Minister for Finance Paschal Donohoe is reportedly set to cut the Covid-19 Pandemic Unemployment Payment from early next month.
585,000 people are receiving the €350 payment across the country every week.
More than 20,000 people across Donegal are dependent on the weekly payment.
Donohoe is expected to suggest that some payment recipients, specifically part time workers, will be paid the equivalent of their average earnings before the pandemic to avoid people refusing to look or return to work.

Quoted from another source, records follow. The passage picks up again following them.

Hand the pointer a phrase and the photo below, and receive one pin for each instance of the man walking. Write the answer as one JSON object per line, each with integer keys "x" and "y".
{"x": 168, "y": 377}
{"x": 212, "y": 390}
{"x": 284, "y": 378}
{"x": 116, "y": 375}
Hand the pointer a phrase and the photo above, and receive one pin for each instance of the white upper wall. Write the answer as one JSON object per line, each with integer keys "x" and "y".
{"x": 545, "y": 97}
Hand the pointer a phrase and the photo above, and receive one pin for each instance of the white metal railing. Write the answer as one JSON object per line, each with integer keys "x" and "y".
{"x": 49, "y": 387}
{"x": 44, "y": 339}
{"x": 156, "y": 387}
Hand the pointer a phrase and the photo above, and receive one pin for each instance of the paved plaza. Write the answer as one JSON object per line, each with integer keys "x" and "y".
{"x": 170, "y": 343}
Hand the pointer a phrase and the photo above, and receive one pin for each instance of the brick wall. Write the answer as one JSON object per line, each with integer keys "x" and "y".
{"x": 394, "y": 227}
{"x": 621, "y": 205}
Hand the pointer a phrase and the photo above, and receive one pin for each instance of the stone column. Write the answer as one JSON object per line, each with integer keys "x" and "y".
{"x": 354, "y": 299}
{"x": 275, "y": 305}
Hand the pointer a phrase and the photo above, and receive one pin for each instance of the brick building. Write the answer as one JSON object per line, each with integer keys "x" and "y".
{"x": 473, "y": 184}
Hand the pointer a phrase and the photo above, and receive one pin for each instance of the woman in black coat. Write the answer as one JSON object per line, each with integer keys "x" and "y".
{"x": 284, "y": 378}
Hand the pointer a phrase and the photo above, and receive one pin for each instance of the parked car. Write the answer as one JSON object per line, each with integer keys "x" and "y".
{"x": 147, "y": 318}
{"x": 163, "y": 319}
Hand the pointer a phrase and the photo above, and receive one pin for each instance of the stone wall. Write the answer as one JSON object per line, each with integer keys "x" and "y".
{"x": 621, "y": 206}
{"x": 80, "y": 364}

It comes as a Department of Business report revealed that 38% of people receiving the unemployment payment are now better off than when they were working.
Labour’s Social Protection spokesperson Ged Nash TD said that it would be unacceptable for Fine Gael to cut the Covid-19 income of the lowest paid people in the country.
Nash said: “Cutting the basic income of thousands of workers when large parts of the economy are shut, with no alternative for them to go back to work would be wrong.
“Thousands of people who rely on part time hours, irregular and precarious shift patterns, and seasonal work will now be impacted by Fine Gael’s latest attack on social welfare recipients despite large parts of the tourism, hospitality and retail sectors being closed.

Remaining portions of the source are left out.